Colossians is in many ways "the epistle in the middle."
It seems to be midway in the development from the historical Paul to documents such as Ephesians and 1-2 Timothy and Titus that are clearly written in a later generation to update Paul for a new day. It therefore has characteristics of a letter by Paul, but it also has features that point away from him as the author. Several recent scholars have suggested that Timothy, one of Paul's most trusted protégés, is the author. That position acknowledges that the letter is different enough from those letters for sure by Paul that it is unlikely he wrote it, but that it is also close to Paul. If not by Paul, the letter was written sometime between 60 and 80 by a disciple of his seeking to respond to problems among Christians in the Asia Minor city of Colossae.
Chapter 3 begins the paraenesis or advice-giving section of the letter. The theme of the whole paraenetical section (3:1-4:6) is stated in 3:1, "So if you have been raised with Christ, seek the things that are above, where Christ is, seated at the right hand of God." The implications of what it means to "seek the things that are above" are drawn out in the succeeding verses.
Why is Col 3:1-4 read on Easter Sunday? The answer is as brief as the reading:
*the text refers to the resurrection of Jesus,
*it connects believers to it, and
*it outlines a basic ethical response that the author hopes will guide believers.
The text does refer to the resurrection of Jesus. He has been raised, and he is currently to be found "above," "seated at the right hand of God." One of the characteristics of Colossians, Ephesians, and the post-Paul era in general is that the time categories used by Paul, such as "this age" and "the age of ages," are now transformed into spatial categories of above and below--or, as in v. 2, "above" and "on earth." In that "above" realm, Christ is seated at God's right hand. The right hand is the hand of power and judgment; the reference to being seated at the right hand has its origin in Ps 110:1, one of the most quoted passages in the New Testament (see Eph 1:20, Acts 2:34, Heb 1:3).
Our passage also connects believers to the resurrection. The resurrection affects not only Jesus but all those who trust in him. In the undisputed letters of Paul the believer is not already resurrected with Jesus. In fact, Paul is quite careful to avoid that language (see Rom 6:4, for example). The author of Colossians had no such qualms. The reference to being "raised with" refers to baptism, in which the believer is identified with the death of Jesus and dies to the world's demands (Col 2:20). But the believer is also raised with Jesus to a life of new behavior.
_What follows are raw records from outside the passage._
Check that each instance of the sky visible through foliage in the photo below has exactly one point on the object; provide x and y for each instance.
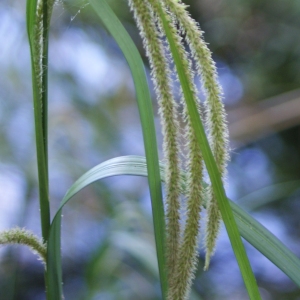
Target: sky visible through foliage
(108, 245)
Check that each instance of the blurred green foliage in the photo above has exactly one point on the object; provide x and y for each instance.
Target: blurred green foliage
(93, 117)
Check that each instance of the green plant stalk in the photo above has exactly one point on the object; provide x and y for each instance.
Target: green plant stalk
(135, 62)
(250, 229)
(213, 172)
(40, 119)
(127, 46)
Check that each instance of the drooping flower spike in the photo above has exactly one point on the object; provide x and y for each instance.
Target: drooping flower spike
(182, 257)
(168, 111)
(24, 237)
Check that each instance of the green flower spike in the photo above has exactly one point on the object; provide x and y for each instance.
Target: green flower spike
(168, 113)
(214, 111)
(24, 237)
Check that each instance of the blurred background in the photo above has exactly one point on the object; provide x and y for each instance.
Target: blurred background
(107, 240)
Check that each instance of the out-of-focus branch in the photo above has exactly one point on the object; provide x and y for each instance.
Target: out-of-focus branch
(251, 122)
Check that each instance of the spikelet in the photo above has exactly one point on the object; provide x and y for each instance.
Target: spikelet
(214, 111)
(186, 264)
(168, 113)
(24, 237)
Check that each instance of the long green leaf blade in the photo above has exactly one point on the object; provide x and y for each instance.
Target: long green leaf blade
(134, 60)
(212, 169)
(249, 228)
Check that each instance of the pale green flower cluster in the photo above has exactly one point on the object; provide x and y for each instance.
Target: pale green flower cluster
(182, 242)
(24, 237)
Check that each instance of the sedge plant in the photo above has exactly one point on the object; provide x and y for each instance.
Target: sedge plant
(191, 150)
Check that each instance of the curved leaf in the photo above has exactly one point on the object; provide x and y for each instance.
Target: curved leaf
(249, 228)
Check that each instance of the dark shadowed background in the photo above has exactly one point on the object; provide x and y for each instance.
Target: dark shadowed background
(107, 241)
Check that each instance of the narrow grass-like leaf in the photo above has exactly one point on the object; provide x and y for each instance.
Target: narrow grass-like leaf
(269, 194)
(40, 119)
(249, 228)
(135, 63)
(227, 215)
(134, 60)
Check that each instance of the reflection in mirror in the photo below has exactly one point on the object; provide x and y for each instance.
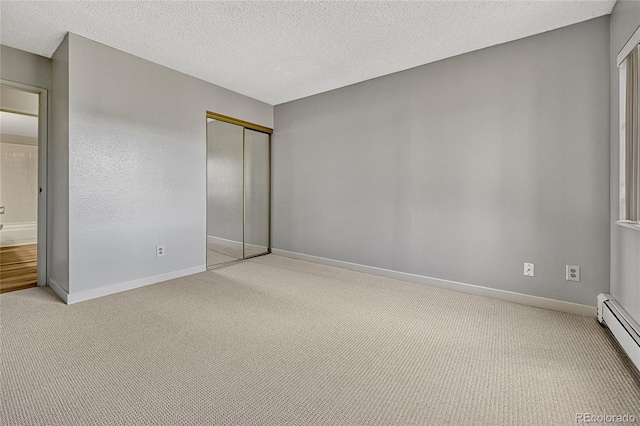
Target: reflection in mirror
(256, 189)
(224, 192)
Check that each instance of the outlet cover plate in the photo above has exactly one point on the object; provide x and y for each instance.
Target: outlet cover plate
(528, 269)
(573, 273)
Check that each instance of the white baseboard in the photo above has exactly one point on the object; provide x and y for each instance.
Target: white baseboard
(59, 291)
(509, 296)
(117, 288)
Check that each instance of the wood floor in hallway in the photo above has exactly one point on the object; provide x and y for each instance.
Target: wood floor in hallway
(18, 267)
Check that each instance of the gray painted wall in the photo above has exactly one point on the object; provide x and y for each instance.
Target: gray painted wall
(58, 169)
(19, 101)
(137, 164)
(625, 243)
(23, 67)
(462, 169)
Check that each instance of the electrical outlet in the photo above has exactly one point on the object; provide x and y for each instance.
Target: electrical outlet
(573, 273)
(528, 269)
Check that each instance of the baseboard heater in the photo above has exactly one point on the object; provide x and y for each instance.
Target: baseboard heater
(622, 326)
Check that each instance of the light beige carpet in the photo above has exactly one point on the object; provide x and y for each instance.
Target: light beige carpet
(274, 341)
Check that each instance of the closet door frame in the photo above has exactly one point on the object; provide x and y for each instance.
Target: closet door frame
(262, 129)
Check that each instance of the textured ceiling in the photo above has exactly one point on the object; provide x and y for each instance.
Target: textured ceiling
(281, 51)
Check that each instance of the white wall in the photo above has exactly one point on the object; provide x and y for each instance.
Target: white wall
(462, 169)
(625, 243)
(25, 68)
(137, 165)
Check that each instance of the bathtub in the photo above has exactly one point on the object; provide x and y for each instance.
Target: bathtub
(14, 234)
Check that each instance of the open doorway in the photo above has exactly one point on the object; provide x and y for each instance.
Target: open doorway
(22, 202)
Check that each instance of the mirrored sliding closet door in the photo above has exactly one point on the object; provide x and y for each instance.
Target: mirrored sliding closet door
(238, 190)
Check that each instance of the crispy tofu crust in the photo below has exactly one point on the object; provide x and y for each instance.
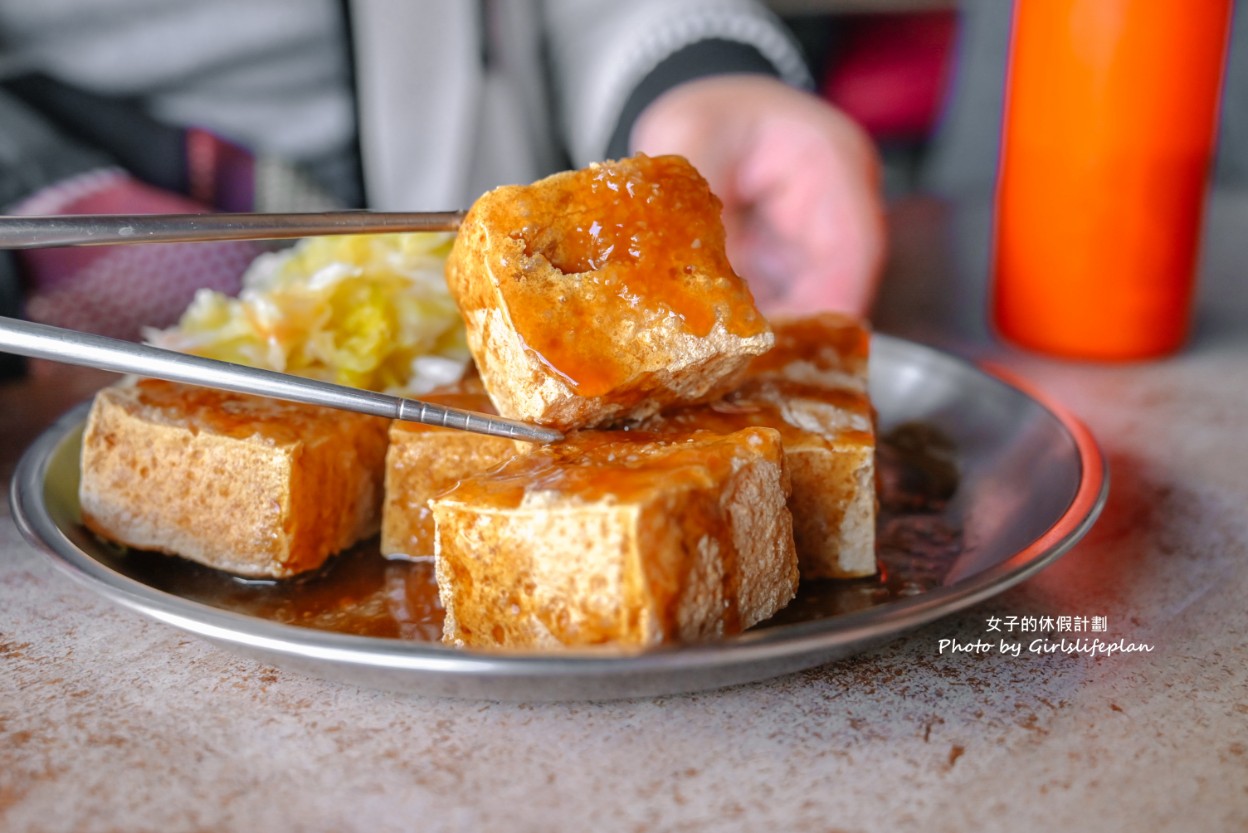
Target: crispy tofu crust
(811, 387)
(242, 483)
(618, 538)
(603, 294)
(423, 461)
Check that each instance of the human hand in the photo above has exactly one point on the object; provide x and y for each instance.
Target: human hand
(799, 181)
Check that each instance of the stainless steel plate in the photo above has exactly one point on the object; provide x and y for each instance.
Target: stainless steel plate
(1031, 482)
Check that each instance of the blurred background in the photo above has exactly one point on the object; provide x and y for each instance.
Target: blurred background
(926, 78)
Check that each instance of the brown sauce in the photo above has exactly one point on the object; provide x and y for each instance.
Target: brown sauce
(363, 593)
(638, 246)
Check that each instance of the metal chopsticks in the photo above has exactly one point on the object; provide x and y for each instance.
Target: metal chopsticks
(105, 229)
(43, 341)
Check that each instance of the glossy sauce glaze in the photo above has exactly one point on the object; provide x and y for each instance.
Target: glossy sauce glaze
(361, 592)
(232, 415)
(615, 251)
(620, 466)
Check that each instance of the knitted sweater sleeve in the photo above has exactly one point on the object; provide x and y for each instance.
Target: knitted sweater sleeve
(610, 59)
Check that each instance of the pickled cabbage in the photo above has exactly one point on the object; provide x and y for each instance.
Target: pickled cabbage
(371, 311)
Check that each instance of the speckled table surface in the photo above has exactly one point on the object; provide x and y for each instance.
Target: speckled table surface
(112, 722)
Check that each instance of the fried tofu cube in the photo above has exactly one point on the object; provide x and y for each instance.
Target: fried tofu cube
(618, 538)
(423, 461)
(603, 294)
(242, 483)
(813, 389)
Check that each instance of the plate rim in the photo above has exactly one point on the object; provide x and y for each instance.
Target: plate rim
(811, 638)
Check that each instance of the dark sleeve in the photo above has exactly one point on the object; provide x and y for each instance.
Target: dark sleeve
(33, 155)
(703, 59)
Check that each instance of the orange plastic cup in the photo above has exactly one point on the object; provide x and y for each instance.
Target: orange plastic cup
(1111, 115)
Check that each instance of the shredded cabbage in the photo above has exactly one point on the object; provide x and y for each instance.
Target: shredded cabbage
(370, 311)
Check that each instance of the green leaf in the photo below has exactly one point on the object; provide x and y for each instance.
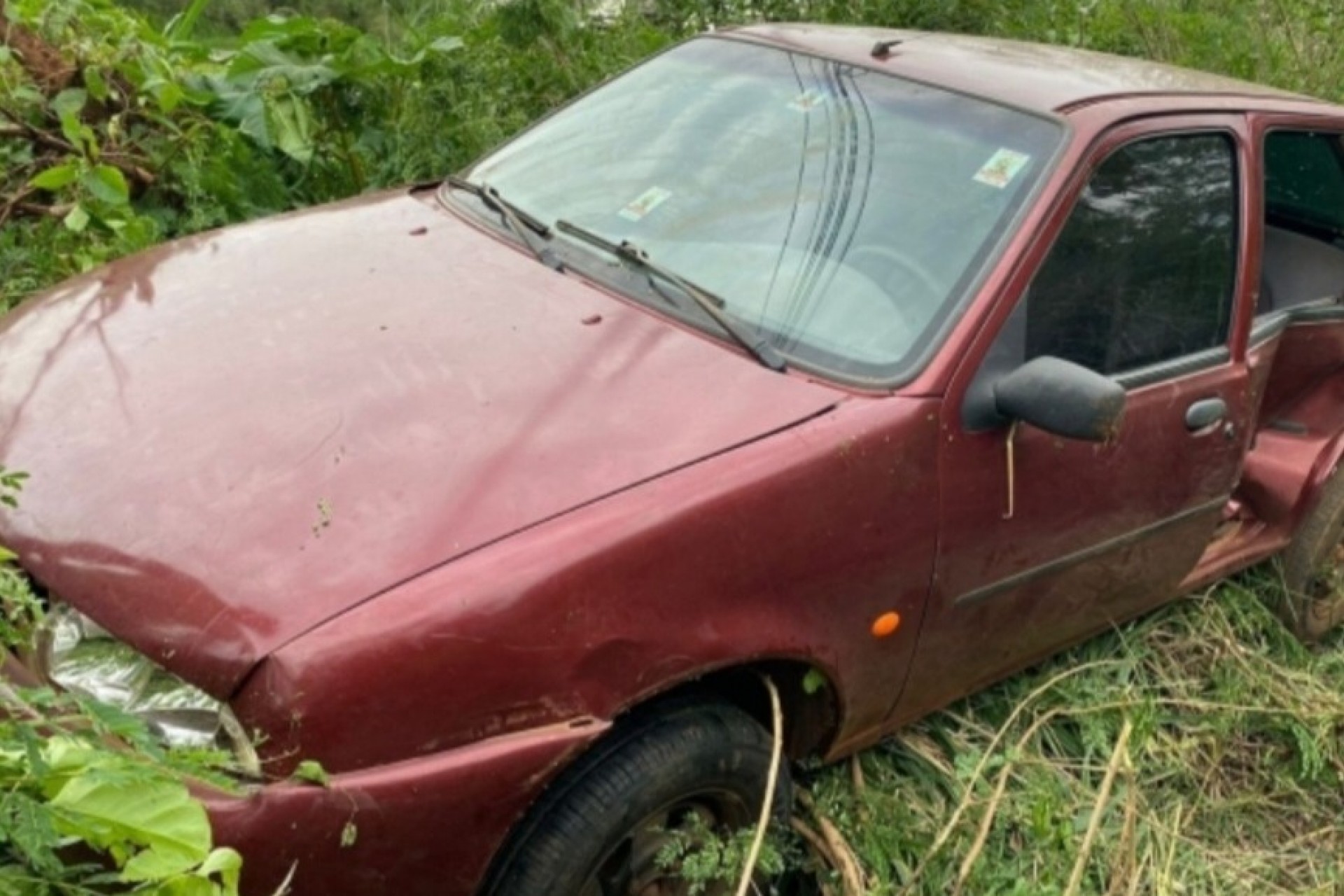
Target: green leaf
(70, 102)
(314, 773)
(96, 83)
(445, 45)
(108, 184)
(77, 220)
(813, 682)
(185, 24)
(158, 816)
(292, 128)
(226, 864)
(55, 178)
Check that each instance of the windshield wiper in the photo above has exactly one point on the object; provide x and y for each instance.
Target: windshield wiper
(515, 218)
(711, 304)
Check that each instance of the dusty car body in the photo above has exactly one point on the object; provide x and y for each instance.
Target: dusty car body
(422, 508)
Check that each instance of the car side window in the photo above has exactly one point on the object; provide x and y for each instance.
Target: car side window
(1304, 182)
(1144, 270)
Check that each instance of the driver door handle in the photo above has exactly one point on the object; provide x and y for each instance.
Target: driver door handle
(1206, 413)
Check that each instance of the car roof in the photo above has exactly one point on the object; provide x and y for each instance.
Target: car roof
(1030, 76)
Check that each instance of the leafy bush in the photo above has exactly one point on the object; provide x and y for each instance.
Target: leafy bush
(116, 133)
(90, 801)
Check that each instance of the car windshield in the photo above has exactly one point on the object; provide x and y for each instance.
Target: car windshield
(841, 213)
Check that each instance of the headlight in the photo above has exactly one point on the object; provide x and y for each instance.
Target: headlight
(77, 654)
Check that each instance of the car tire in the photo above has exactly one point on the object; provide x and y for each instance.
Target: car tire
(596, 830)
(1313, 568)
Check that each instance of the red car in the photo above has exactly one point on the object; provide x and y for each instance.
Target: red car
(881, 365)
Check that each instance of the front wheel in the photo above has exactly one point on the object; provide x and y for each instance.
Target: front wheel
(1313, 568)
(670, 773)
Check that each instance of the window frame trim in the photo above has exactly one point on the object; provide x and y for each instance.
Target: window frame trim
(1206, 358)
(1334, 130)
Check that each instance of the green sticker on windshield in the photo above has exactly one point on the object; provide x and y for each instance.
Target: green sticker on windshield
(648, 200)
(1002, 168)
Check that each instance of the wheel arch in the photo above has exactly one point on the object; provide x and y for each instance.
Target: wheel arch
(809, 699)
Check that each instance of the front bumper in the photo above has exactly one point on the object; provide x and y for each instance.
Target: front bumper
(426, 827)
(420, 828)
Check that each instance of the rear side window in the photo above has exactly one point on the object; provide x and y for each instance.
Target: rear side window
(1304, 182)
(1145, 267)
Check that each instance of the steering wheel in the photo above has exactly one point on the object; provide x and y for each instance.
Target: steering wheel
(913, 269)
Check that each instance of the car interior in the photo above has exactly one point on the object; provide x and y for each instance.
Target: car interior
(1303, 262)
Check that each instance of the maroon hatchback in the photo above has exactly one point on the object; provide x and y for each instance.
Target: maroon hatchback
(874, 365)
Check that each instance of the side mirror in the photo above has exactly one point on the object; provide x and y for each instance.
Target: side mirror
(1062, 398)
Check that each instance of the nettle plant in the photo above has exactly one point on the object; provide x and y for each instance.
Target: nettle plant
(116, 134)
(89, 801)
And so, the author directs the listeners to "seek the things that are above, where Christ is." "To seek" does not mean to go on a scavenger hunt for an illusive set of behavior standards, but rather it means to orient our lives on the things that are above. The author calls on believers to lift their vision, to look beyond the complications and messiness of daily life and to find direction for living from "above." And so, v. 2, believers are to "set your minds on things that are above, not on things that are on earth." "Set your minds on" translates the Greek word fronei/te phroneite, which refers to a person's orientation or basic stance to life. Where do believers get their orientation--from the "things that are on earth" or from "above?" The author knows that it is difficult for believers to orient their lives properly. And so the author uses the present tense imperative, which signals an ongoing action and a continual need to re-orient, to re-set one's life. In our neighborhood the electricity goes off with some regularity--any major storm or wind almost certainly will mean a blackout. When the power comes back on, I have to spend quite awhile resetting clocks, radios, televisions, and VCR/DVD players. So, too, believers get off track. Our "power" goes off--or better expressed, our ability to access that power goes off. When we reconnect we need to reset our lives. And so for the author of our passage, setting our minds on the things that are above is not a one-time-only decision but a decision that needs to be made over and over again.
And how can believers do that? They can do so by remembering that we have died, v. 3: "for you have died" (see also 2:12, 20). And since the death of believers has occurred in baptism, our passage is close to Luther's counsel that believers need to return every day to our baptisms and kill the old Adam and the old Eve.
Even though the author of Colossians is more relaxed in his use of resurrection language than are the undisputed letters of Paul, he too reserves some things for the end of time. And so the resurrected life of believers, real though it may be (v. 1) is for the moment hidden with Christ. And so, also, the future glory of believers is, well, future! That glory will be revealed only when Christ himself is revealed. And that Christ is our very life, v. 4, by which the author reminds us that Christ is the source of life.
The Colossians text helps us to connect the wonderful good news of Easter to our lives today. When Jesus is killed and when he is raised, in some way we are killed and we are raised with him. And his past-tense resurrection and our past-tense-but-still-future resurrection help us to lift our eyes to the heavens above, both to see the resurrected Christ and to orient our lives to him.